Cardioprotective effects of curcumin and carvacrol in doxorubicin‐treated rats: Stereological study

Doxorubicin (DOX) is a cardiotoxic drug. To reduce the harmful effects of DOX, two plant‐derived components, including curcumin (CUR) and carvacrol (CAR), were considered. This study aimed to assess the protective effects of CUR and CAR on DOX‐induced cardiotoxicity using physiological and stereological evaluations. Male rats were randomly allocated to six groups. Group's I‐VI received phosphate‐buffered saline (PBS), CUR (100 mg kg(−1) day(−1)), CAR (50 mg kg(−1) day(−1)), DOX (4 mg kg(−1) week(−1)), DOX‐CUR, and DOX‐CAR, respectively. On day 24, plasma troponin I and ECG were analyzed and the left ventricle underwent stereological assessment. The results showed a fivefold increase in troponin I in the DOX‐treated animals compared to the PBS ones. Additionally, heart rate and QRS amplitude, respectively, reduced by 18% and 31% and QT interval and QRS duration, respectively, increased by 41% and 24% in the DOX group in comparison with the PBS rats (p < .05).
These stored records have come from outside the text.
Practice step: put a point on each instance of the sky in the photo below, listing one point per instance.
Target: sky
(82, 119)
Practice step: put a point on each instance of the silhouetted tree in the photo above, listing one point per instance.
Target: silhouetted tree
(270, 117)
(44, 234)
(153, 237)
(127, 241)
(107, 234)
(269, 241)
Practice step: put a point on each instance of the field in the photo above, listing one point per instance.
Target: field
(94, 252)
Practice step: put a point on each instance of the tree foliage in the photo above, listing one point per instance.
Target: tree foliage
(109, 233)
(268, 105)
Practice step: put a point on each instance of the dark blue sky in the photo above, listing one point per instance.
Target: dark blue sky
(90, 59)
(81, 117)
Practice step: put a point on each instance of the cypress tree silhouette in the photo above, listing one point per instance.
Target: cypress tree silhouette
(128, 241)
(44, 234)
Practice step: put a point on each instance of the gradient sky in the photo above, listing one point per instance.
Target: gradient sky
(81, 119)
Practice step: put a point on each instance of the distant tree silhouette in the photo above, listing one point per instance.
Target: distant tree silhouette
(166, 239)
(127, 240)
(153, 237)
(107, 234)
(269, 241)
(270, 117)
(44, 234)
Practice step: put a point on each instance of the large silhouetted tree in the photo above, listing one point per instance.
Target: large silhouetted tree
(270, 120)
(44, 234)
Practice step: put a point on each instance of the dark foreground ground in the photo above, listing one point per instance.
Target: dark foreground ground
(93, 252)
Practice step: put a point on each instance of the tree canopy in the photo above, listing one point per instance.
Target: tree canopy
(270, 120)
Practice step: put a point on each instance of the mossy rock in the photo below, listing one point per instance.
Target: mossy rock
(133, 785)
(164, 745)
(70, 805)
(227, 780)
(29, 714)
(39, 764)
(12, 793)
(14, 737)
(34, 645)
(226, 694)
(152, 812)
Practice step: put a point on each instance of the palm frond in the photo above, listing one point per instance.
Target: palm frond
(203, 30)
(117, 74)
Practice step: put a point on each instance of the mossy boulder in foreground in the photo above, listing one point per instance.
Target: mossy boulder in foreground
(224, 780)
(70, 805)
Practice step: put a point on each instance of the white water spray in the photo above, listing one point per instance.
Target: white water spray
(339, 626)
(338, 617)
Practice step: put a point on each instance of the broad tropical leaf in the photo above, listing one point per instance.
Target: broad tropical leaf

The total volume of the myocardium and vessels and the number of cardiomyocyte nuclei also, respectively, decreased by 30%, 45%, and 43% in the DOX group compared to the PBS animals (atrophy of the ventricular tissues, p < .01). Besides, the mean volumes of the connective tissue and cardiomyocytes, respectively, increased by 46% and 52% in the DOX group (p < .01). In the DOX‐CUR and DOX‐CAR groups, the changes were prevented extensively in comparison with the DOX group (p < .01). Co‐administration of CUR or CAR and doxorubicin for 24 days could improve the heart function and structural changes.